Is there a monetary incentive to give students demerits?
We did not find a direct monetary incentive for awarding demerits, fines, or LaSalles, which is what most Noble schools call detention. However, all of the Noble behavior systems include a loss of points for staff members who do not consistently and at all times enforce all of the behavior systems, and that goes all the way up the line to the principals, who can lose some of their bonus money if their staff does not enforce the rules.
- Staff receive bonus points when 80%-100% of their students are not in LaSalle DAILY. That means that you lose NO POINTS if up to 20% of your students are in in-school detention EVERY DAY.
- Since you will lose points if you do not give out demerits, and you can get a bonus even if 20% of your students are in detention on a daily basis, you are actually incentivized and can receive monetary bonuses if you successfully give out a certain number of demerits every day.
At Noble JC Pritzker:
The Assistant Dean of Discipline can earn significant money based on how many JCP students have 36 or less detentions at the conclusion of the school year. If no JCP students have more than 36 detentions (appx one per week), the assistant dean gets $500. But even if 10% of the students have more than one detention per week, the ADD still earns $300. And the ADD can also lose incentive points if students are NOT “properly” disciplined.
Here’s how it breaks down at Noble JCP:
>90% with less than 36 detentions = $300;
>95% = $400;
>100% = $500
At Noble Rowe Clark:
Staff can earn PRPs = Professional Responsibility Points
- According to the RC staff handbook, a PRP is similar to a demerit; a mulligan is what they call a PRP that does not count against your bonus.

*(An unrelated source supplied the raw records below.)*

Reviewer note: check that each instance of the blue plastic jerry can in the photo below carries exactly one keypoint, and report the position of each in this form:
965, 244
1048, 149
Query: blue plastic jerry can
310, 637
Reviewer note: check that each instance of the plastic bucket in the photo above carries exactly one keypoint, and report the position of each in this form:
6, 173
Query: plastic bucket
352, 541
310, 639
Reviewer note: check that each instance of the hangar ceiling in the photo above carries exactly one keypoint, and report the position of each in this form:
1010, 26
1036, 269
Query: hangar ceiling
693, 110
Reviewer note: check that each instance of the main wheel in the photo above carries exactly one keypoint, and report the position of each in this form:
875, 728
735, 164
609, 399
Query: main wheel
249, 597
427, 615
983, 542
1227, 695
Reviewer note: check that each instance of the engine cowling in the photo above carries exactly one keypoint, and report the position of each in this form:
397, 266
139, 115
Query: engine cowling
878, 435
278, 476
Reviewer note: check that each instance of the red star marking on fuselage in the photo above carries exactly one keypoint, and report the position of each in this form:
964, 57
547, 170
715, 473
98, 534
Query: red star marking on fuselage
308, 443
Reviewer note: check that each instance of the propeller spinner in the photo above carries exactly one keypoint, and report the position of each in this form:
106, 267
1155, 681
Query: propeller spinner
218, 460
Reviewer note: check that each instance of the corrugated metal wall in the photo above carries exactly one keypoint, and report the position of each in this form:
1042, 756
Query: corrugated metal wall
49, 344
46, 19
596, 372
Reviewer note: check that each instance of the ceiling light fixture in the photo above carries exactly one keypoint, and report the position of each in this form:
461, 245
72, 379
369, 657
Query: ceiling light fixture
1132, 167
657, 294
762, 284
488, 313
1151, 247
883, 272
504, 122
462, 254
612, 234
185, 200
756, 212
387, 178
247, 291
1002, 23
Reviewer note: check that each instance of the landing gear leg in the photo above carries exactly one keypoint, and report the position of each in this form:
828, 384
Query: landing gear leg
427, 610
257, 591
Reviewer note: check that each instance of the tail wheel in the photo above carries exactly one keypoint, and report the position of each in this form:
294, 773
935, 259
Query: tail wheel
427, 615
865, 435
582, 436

For example, here’s what the RC staff handbook tells staff to do to earn PRPs in the area of the discipline and dress code: consistently assign demerits, students not leaning on the walls and they do not have their feet on the bookrack. Collar of polo showing with sweatshirt, chain not exposed outside of polo
There is a whole lot more of this, but you get the picture.
The bottom line is that Noble’s “secret sauce” is no more than a carefully-worked out system of oppression.
Here’s how that works, according to Just Conflict, a group that promotes creative conflict resolution:
Built into the very fabric of our society are cultural values and habits which support the oppression of some persons and groups of people by other persons and groups. These systems take on many forms but they all have essentially the same structure:
Patterns of Abuse: Systems of oppression are created by a series of acts of abuse which establish and maintain dominance.
Social Justification: These acts are justified by the dominant group in the dominant culture as being ways to maintain the “appropriate social order.”
Secrecy: Nevertheless, the specific acts of abuse themselves are hidden in some sense from public view. They are not to be witnessed.
Internal distress: And the conflicts that appear to be between the oppressor and the oppressed are actually conflicts that are interior to the oppressor but acted out in relationship to the oppressed.
That last point may explain why Noble is a business created by a white man with a student body of nearly 100% students of color. I guess it was either inventing Noble’s “secret sauce” or founding a military school.